Running Claude Code Locally with Ollama: A Performance Check
Claude Code, powered by Anthropic’s models, offers impressive capabilities but can quickly consume credits, especially during intensive coding tasks. As an alternative, running Claude Code with a local Large Language Model (LLM) through Ollama provides a cost-effective and potentially more sustainable solution. This article explores the process of setting up Claude Code with a local LLM, specifically Qwen 3.5, and assesses its performance for real-world coding scenarios.
Setting up Claude Code with a Local LLM
It’s Easier Than I Thought, But You Necessitate a Capable Device
The setup process is surprisingly straightforward. Initiate by installing Ollama, available as a macOS application from ollama.com. The subsequent steps are executed through the terminal. First, pull the desired model using the following command. Ollama will then download and prepare the model in the background:
ollama pull qwen3.5:9b
Next, install Claude Code using npm:
npm install -g @anthropic-ai/claude-code
To configure Claude Code to use your local Ollama server instead of Anthropic’s API, set the necessary environment variables. Navigate to your project directory and launch Claude Code with the following command:
cd /path/to/your/project
claude --model qwen3:latest
Once launched, run /init to allow Claude Code to scan your codebase and complete the setup. After initialization, you can interact with Claude Code as usual, issuing tasks and receiving responses from the local LLM.

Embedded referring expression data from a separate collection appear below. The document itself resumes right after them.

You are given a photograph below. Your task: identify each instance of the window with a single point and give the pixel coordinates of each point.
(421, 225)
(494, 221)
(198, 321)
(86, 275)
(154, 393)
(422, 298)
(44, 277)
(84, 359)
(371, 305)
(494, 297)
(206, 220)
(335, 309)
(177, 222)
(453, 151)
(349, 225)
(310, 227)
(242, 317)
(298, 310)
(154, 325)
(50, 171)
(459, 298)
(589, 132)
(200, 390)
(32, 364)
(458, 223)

Before attempting to run a local LLM, it’s crucial to assess your hardware capabilities. Local LLMs can be resource-intensive, consuming significant memory and processing power. Systems with 8GB of RAM may struggle, potentially leading to performance degradation due to swapping. 16GB of RAM offers a more usable experience, though limitations still exist. For optimal performance, especially with larger models, a dedicated GPU is recommended, particularly for non-Apple Silicon systems where CPU-only setups can be significantly slower.
Testing on a MacBook Air (M5, 16GB RAM) revealed a slight temperature increase while running Qwen 3.5 (9B). While manageable on this configuration, attempting to run a 16B model pushed the system closer to its limits.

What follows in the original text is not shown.